A vulnerability in one part of the supply chain can cascade into others. For instance, a compromised library could alter the training process, resulting in a flawed model that is difficult to detect. Similarly, an unverified dataset could introduce biases that propagate through the system, affecting downstream applications. This interconnectedness underscores the need for a holistic approach to AI Supply Chain Security.

To address these challenges, organizations must adopt a multi-layered strategy. First, implementing an AI-BOM is crucial for gaining visibility into all components. This inventory should be continuously updated and integrated into security workflows. Second, robust validation mechanisms should be applied to datasets, including anomaly detection and data lineage tracking, to enhance Data Poisoning Protection. Third, models should undergo rigorous testing against adversarial scenarios to mitigate risks associated with Adversarial Machine Learning (AML).

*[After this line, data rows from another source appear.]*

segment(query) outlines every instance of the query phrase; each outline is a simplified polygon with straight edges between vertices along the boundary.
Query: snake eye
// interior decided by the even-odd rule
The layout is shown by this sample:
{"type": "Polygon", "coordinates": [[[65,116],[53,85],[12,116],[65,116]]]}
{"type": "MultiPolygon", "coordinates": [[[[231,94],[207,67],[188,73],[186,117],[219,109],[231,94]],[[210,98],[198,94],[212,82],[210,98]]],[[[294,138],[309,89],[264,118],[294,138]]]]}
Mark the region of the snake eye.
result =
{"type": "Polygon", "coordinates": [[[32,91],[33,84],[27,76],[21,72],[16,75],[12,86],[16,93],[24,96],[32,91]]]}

In addition, establishing strong Model Provenance practices can help ensure that only trusted models are deployed. This may involve cryptographic signing of models, secure storage, and strict access controls. Organizations should also invest in automated Dependency Vulnerability Scanning tools to identify and remediate risks in third-party components. Beyond technical measures, governance and policy frameworks play a vital role. Organizations should define clear guidelines for sourcing datasets and models, including vendor risk assessments and compliance requirements. Regular audits of the AI supply chain can help identify gaps and enforce accountability. Collaboration across teams—data scientists, security engineers, and compliance officers—is essential to create a unified defense strategy.

As AI continues to evolve, so too will the sophistication of attacks targeting it. The hidden risks in models, datasets, and dependencies are not just technical challenges—they are strategic concerns that can impact business operations, reputation, and safety. By prioritizing AI Supply Chain Security and adopting practices such as AI-BOM implementation, Data Poisoning Protection, Model Provenance tracking, Adversarial Machine Learning (AML) defenses, and Dependency Vulnerability Scanning, organizations can build resilient AI systems that are both innovative and secure.

The integrity of AI systems now hinges on the security of their supply chains. As organizations deepen their reliance on AI, they must also strengthen their defenses against hidden risks. Only by understanding and addressing these vulnerabilities can we unlock the full potential of artificial intelligence while safeguarding its integrity.